In my latest posts I've been ruminating about a neighbor who's given me the stink eye a few times. Perplexed because we've only spoken once (two years ago) and it was brief and cordial. See my latest worries and musings if interested. Basically I've been afraid of the unknown -- and as an astute poster said, I'm "afraid of uncertainty." My worry has been a frenzied quest to understand what I may have done to draw the ire of this person.
healthunlocked.com/my-ocd/p....
The ruminations have been a burden on my wife of 40 years so I've gone to the keyboard to hash things out (ruminate) until the flames of an episode dim to ashes.

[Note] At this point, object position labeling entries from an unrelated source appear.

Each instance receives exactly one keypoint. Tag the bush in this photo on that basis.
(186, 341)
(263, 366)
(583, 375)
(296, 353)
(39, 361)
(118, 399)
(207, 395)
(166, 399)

I make sure I have every detail of an incident to make sure I haven't done anything bad, and I weigh possible repercussions for what I think I may have done. When I see how foolish it looks on paper I move on.
I have fear OCD of being falsely accused and/or going to jail, fear of not being good enough, fear of being cancelled and fear of people spreading horrible rumors about me.
I went four months without an episode, I could breathe, I felt normal. The journaling put out little fires for me quickly. Then this one thing booted me out of the safe place I created with journaling, but it's been a little harder to reconcile this latest episode in my mind. More typing is required.
I wonder if anyone else in the OCD community has resorted to journals to chronicle their struggles, and does it help?